The ruling, which is binding on lower court judges, sparked concerns from a clinic for women who have experienced violence. The Barbra Schlifer Commemorative Clinic in Toronto says Justice Di Luca did not appreciate that the Tunney case presented a high-risk situation.
"Thinking about criminal harassing behaviour and literally using an ex-girlfriend's intimate images for revenge, these [allegations] are indicators of violence, which is very escalating in nature," Deepa Mattoo, the clinic's legal director, said in an interview after reading the ruling at The Globe and Mail's request.
"There is a need to take these cases a lot more seriously."
Daniel Brown, a Toronto criminal defence lawyer who was not involved in the Tunney case, said the ruling marks an important turning point.

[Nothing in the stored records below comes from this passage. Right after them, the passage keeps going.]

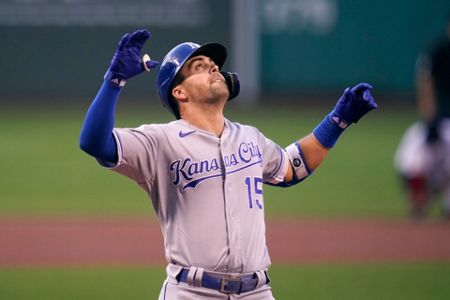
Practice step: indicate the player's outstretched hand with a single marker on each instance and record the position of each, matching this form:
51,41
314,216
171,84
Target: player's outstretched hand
353,104
126,62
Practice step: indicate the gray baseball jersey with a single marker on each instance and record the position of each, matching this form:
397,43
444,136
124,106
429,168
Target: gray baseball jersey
207,191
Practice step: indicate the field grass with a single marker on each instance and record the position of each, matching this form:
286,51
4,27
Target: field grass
381,281
44,172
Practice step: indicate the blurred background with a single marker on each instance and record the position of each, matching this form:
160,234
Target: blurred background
294,57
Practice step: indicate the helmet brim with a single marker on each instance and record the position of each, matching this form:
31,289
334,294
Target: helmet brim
217,52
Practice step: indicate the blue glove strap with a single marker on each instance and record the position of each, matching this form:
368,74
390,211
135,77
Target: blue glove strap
96,136
327,132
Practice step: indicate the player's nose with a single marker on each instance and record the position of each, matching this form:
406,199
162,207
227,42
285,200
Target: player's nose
214,68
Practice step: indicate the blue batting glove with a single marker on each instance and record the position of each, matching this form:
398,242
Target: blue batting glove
353,104
126,62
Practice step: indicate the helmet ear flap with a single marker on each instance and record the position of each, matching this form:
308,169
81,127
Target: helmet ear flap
232,81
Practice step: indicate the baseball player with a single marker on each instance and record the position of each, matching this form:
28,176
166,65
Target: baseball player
422,158
204,173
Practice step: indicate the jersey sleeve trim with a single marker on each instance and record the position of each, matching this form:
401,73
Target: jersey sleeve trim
111,165
280,172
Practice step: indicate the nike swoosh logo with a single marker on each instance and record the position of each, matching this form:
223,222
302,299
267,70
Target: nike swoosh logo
185,134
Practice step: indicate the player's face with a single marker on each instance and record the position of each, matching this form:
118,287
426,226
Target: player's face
203,81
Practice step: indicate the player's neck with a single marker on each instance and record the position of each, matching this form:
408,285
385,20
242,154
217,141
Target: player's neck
211,121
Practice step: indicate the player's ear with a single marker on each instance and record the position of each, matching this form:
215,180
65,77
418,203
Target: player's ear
179,93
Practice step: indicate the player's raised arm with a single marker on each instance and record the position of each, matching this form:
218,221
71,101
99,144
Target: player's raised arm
306,154
96,136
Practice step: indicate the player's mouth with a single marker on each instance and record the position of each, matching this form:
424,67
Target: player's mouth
217,78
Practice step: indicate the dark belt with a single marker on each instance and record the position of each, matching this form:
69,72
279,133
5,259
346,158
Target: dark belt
228,284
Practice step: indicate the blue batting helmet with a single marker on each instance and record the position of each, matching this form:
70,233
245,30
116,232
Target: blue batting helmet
175,59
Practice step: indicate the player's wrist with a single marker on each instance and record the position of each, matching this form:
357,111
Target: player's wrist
329,130
114,80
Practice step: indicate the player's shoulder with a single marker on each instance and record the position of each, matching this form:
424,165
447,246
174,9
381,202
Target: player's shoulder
239,126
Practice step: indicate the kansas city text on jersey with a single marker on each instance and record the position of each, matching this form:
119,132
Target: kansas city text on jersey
194,172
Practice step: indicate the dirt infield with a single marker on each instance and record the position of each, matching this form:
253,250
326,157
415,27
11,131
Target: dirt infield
138,241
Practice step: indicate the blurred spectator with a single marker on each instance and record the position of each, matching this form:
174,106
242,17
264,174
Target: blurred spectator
423,156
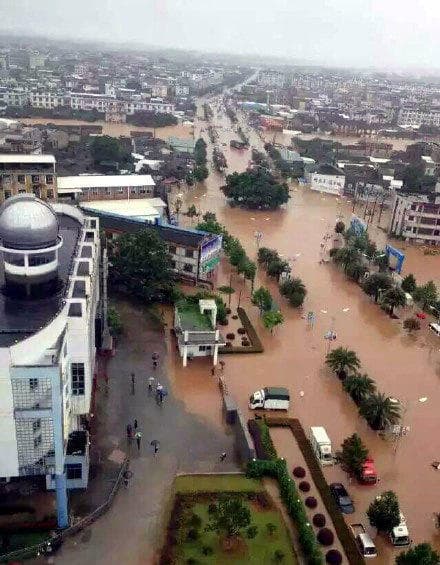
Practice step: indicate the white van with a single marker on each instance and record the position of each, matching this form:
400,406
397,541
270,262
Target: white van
321,445
400,535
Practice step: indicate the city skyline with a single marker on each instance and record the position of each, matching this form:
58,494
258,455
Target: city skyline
369,34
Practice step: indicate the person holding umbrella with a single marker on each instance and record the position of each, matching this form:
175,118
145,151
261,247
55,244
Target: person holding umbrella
155,443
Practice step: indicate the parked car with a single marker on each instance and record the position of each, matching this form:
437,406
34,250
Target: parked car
342,498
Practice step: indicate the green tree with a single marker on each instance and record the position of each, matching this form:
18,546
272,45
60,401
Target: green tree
256,189
421,554
353,454
359,387
230,517
272,319
394,298
409,284
106,148
277,267
411,324
342,360
266,256
355,270
384,512
200,173
340,227
380,411
142,265
426,294
263,299
294,290
376,283
192,211
346,256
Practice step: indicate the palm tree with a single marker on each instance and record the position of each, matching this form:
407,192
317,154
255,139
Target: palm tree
341,360
359,387
393,298
380,411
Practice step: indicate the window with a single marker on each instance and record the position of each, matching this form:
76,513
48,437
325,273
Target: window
77,373
33,384
74,470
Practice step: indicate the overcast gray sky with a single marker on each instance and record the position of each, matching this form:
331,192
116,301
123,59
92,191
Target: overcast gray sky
379,33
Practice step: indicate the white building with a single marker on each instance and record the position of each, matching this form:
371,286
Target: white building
106,187
196,332
50,278
416,217
328,179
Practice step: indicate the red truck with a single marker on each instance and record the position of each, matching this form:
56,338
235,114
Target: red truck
368,474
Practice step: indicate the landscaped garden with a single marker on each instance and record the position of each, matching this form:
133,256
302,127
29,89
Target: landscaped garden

"You could call it revolutionary in its approach to bail," he said in an interview.
He said that bail courts in Toronto are already changing their practices to follow the principles set out by Justice Di Luca. He said that if an accused continues his stalking behaviour, he can be picked up again by police and returned to jail.
In most cases, outside of gun crimes and certain other serious offences, the prosecution bears the burden of showing why an accused should not be released. But in Mr. Tunney's case, the prosecution had asked for a surety, and Justice of the Peace Adele Romagnoli insisted that Mr. Tunney's proposed surety testify first to determine whether there was a reliable person to provide supervision, before deciding whether he should be released. Justice Di Luca said that decision had the effect of putting the burden on Mr. Tunney to show why he should be released. And the Justice of the Peace had not explained first why a simple release on Mr. Tunney's own promise to respect the bail conditions fell short, Justice Di Luca said.
"A surety release is one of the most stringent forms of release that should only be considered where all lesser forms of release fail to satisfy the concerns raised by the evidence," Justice Di |Luca wrote.
Even where there is a need for a surety, usually he or she will not need to testify in a court, but instead should simply fill out the appropriate forms and supply an explanation in an affidavit, Justice Di Luca said.